Abstract

This paper studies the occurrence of insecure deserialization in communication between client-side code and the server-side of a web application. Special attention was paid to serialized objects sent from JavaScript client-side code. Specific patterns of using serialized objects within the client-side JavaScript code were identified and unique classes were formulated, whose main goal is to facilitate manual and automatic analysis of web applications. A tool that detects a serialized object in the client-side code of a web page has been designed and implemented. This tool is capable of finding encoded serialized objects as well as serialized objects encoded using several sequentially applied encodings. For found samples of serialized objects, the tool determines the context in which the found object appears on the page. For objects inside JavaScript code, the tool identifies the previously mentioned classes by mapping the vertices of the abstract syntax tree (AST) of the code. Web application endpoints were checked for whether programming objects were deserialized on the server side, after obtaining the results of the study.
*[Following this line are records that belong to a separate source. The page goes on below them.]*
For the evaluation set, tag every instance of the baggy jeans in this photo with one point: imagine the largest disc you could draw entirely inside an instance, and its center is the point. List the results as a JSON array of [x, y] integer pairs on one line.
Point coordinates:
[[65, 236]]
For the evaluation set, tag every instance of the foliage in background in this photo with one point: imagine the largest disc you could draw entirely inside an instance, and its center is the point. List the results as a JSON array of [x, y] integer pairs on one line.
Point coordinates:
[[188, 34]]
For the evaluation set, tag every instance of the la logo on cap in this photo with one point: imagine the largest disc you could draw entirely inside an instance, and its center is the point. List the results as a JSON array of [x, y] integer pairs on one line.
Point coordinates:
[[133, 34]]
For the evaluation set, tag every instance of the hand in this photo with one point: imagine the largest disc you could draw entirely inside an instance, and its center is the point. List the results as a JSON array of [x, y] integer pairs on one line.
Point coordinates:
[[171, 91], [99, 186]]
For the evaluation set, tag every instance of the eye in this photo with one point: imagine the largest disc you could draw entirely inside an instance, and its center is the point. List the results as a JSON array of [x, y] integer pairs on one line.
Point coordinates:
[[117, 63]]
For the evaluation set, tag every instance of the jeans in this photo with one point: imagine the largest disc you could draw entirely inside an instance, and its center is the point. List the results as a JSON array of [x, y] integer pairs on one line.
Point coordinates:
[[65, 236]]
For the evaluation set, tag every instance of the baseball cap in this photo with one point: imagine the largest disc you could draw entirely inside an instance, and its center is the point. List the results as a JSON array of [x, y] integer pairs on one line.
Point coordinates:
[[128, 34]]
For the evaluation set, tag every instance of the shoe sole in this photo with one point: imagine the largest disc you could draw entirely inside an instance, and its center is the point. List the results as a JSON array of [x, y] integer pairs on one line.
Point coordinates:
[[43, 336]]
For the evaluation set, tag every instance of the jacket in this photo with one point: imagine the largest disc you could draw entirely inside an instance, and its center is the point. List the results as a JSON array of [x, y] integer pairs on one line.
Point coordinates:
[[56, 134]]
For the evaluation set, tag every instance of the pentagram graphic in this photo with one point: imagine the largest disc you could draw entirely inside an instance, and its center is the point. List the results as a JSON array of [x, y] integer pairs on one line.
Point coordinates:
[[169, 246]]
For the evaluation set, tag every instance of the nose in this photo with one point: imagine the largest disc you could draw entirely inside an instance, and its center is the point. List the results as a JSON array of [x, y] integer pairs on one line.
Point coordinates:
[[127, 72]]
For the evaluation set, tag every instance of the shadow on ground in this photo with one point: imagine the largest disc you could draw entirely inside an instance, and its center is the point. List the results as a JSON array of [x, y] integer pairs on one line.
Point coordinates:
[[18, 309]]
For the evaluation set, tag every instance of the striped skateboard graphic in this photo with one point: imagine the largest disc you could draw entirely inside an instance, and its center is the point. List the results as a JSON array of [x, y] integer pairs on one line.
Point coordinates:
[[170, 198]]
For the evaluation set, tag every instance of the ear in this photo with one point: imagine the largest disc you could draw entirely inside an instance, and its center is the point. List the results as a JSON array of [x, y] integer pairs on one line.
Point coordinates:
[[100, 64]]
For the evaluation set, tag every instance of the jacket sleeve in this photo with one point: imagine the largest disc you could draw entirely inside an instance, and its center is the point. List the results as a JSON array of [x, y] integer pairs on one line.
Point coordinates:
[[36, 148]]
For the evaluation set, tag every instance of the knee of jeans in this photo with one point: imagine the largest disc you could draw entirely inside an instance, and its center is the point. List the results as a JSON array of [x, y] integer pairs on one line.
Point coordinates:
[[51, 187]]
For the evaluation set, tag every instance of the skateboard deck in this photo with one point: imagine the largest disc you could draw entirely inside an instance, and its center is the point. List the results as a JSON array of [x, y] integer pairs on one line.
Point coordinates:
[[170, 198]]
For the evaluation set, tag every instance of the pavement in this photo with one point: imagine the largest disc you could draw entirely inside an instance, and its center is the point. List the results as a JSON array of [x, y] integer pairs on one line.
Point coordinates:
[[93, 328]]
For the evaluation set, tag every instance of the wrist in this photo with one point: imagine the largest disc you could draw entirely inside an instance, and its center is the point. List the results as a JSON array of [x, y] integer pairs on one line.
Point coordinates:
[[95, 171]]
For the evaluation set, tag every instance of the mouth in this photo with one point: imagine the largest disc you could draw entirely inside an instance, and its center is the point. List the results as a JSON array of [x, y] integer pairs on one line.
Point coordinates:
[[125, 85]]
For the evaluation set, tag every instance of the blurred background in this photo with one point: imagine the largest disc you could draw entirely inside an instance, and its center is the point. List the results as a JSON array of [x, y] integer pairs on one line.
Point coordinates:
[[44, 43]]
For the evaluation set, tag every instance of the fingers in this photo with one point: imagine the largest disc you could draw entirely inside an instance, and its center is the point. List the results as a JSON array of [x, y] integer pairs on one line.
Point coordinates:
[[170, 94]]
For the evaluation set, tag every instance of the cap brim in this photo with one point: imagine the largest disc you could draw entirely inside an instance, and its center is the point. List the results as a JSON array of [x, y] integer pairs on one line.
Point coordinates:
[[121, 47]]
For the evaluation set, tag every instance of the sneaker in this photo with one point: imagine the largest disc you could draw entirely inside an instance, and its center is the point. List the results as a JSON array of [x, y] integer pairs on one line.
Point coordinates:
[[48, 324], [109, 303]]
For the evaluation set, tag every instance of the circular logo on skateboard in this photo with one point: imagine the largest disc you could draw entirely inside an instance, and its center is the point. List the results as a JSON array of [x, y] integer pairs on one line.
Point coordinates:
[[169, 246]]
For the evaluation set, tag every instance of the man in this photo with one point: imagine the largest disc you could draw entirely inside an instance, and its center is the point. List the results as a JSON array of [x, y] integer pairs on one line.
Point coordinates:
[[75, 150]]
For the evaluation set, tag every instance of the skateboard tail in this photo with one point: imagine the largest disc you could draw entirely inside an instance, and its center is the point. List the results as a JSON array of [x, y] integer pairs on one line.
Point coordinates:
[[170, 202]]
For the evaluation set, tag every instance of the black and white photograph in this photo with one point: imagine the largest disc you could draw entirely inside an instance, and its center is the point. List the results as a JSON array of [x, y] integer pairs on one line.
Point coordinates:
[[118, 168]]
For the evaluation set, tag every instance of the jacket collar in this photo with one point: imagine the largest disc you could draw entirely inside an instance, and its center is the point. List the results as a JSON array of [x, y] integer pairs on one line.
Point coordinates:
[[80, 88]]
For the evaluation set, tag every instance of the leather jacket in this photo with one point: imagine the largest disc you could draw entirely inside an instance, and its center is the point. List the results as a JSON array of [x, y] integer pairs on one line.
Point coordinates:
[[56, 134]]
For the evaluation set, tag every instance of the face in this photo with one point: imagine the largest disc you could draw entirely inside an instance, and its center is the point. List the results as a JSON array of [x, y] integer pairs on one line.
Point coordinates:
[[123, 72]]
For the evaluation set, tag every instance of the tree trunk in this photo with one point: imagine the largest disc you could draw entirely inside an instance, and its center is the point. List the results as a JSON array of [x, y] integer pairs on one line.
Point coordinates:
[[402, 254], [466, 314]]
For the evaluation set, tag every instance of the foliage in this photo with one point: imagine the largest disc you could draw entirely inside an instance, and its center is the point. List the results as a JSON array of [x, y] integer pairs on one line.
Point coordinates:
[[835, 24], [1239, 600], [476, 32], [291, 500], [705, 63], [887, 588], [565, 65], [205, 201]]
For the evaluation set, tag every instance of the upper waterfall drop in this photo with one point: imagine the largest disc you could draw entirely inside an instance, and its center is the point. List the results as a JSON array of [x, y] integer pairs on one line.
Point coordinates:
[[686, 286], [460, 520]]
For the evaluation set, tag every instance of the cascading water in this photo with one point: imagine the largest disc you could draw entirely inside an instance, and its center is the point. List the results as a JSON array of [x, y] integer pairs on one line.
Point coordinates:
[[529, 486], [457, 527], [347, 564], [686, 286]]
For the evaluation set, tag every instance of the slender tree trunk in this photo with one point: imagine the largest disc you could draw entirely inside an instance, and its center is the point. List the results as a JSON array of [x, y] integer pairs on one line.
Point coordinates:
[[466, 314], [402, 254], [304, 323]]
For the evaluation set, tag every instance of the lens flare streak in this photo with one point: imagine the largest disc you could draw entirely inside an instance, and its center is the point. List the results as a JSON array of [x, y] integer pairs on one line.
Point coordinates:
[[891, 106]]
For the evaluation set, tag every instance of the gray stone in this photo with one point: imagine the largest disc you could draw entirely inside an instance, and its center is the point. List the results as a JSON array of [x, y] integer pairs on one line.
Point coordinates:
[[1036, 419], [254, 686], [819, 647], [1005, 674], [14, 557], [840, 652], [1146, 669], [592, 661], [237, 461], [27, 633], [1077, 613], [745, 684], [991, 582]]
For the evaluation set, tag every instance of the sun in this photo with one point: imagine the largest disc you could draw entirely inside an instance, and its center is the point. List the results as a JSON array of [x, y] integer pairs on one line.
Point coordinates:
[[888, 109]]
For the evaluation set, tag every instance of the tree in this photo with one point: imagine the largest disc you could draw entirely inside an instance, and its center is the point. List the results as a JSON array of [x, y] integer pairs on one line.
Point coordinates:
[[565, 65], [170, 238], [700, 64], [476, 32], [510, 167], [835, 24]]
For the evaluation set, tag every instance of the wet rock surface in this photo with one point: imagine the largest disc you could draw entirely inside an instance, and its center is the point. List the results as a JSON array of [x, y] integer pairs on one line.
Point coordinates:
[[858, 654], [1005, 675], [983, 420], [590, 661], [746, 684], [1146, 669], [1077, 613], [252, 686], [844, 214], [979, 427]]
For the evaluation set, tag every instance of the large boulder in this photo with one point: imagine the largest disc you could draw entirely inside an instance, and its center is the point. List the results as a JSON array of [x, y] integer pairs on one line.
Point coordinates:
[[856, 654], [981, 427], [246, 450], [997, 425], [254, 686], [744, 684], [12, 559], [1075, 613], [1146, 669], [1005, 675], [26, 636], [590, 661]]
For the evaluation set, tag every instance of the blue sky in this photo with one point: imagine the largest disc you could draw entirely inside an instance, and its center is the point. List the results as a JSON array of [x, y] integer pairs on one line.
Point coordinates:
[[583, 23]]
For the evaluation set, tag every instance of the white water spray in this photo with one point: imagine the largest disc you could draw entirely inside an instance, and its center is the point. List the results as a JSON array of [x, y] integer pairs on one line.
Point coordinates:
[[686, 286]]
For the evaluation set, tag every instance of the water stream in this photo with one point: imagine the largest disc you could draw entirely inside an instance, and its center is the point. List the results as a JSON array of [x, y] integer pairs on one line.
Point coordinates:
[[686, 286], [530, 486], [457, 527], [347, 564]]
As a result of this check, previously unknown vulnerabilities were found, which were reported to the developers of this software. One of them was identified as CVE-2022-24108. Based on the results of this research, a method was proposed to facilitate both manual and automated searches for vulnerabilities of the "Deserialization of untrusted data". The proposed algorithm was tested on more than 50,000 web application pages from the Alexa Top 1M list, as well as on 20,000 web application pages from Bug Bounty programs.